The Torah, Bible and Quraan confirm that humans were created with faults and are prone to error. This is why the Almighty God revered by Abraham, Isaac and Ismail sent books of guidance and prophets so that manifest error is avoided. If humans deliberately ignore this guidance, God clarifies that he will be the final judge.
Throughout history this quality to error is tolerated, subject on who you are. At varied levels of society the same errors are regarded differently. Example when a religious leader gets divorced it is considered by society as much worse than when a fruit and veg vendor divorces. These are unwritten and unspoken rules of society albeit divorce is divorce.

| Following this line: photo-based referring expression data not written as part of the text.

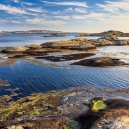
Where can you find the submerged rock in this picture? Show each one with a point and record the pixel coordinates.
(15, 49)
(99, 62)
(55, 35)
(33, 46)
(77, 44)
(115, 116)
(83, 34)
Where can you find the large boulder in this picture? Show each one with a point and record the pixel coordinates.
(100, 62)
(110, 37)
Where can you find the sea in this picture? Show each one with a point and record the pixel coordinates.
(39, 75)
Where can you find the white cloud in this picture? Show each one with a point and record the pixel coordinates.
(69, 9)
(9, 21)
(115, 7)
(16, 1)
(62, 17)
(11, 9)
(27, 3)
(80, 10)
(79, 17)
(38, 10)
(39, 21)
(65, 3)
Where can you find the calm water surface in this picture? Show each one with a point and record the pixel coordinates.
(30, 77)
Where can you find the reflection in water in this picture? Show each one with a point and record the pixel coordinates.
(35, 77)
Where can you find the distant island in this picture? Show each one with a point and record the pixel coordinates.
(105, 33)
(32, 32)
(79, 34)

Society expects more of some members than of others and this gives rise to issues of class and social hierarchy. Thus a married religious leader because of expected ethics enjoys a superior social status compared to a divorced taxi driver.
Recently in a dramatic turnaround‚ trade unionist Zwelinzima Vavi apologised to former president Thabo Mbeki for siding with Jacob Zuma in a leadership struggle that divided the ruling party a decade ago. Vavi along with Julius Malema were the main protagonists who were prepared “to die for Zuma” and wore t-shirts to fortify the message.
Shortly after the “Zunami”-(a political wave that annihilated his rivals) Zuma was elected as President. This desire “to die for Zuma” faded fast and both Vavi and Malema soon become the President worst enemies.
Over time, Vavi and Malema have crossed all limits of discretion to humiliate the President. Not even Presidents who served during Apartheid were and are degraded as much as President Zuma.
Questions that remain are -what went wrong in this high powered bond? What is it that Vavi and Malema wanted that Zuma did not do? Was the nature of the link built on ethics, principals or material opportunity?
Since we are well aware of the President personality, the answers are vital as it gives voters insight into the character of Vavi and Malema. If the differences were not based on values that benefit the South African electorate, then the potential political rise of Vavi and Malema may spell more bad news for South Africa.
With increased corruption, mismanagement and bureaucratic stupidity in municipalities and failure in service delivery at all levels of government, our politics is in desperate need of realistic, intelligent, ethical leadership.
Democracy struggles to exist as an enduring form of government. It exists until the majority discovers it can vote itself charity out of the public treasury. After that, the majority always votes for the candidate promising the most benefits with the least amount of work. As a result, democracy predictably collapses. It is always followed by despotism. Example, in Indonesia parliamentarians voted for themselves, so called constituency funding of more than $1.3 million US dollars per person with no genuine levels of accountability.
Nkandla may ironically be the least of our problems. Those fixated on Nkandla and have nothing else to honestly offer South Africa, may become worst problems in the future. Have we learnt nothing from the history of African politics?
In the words of the wise, we need better leaders.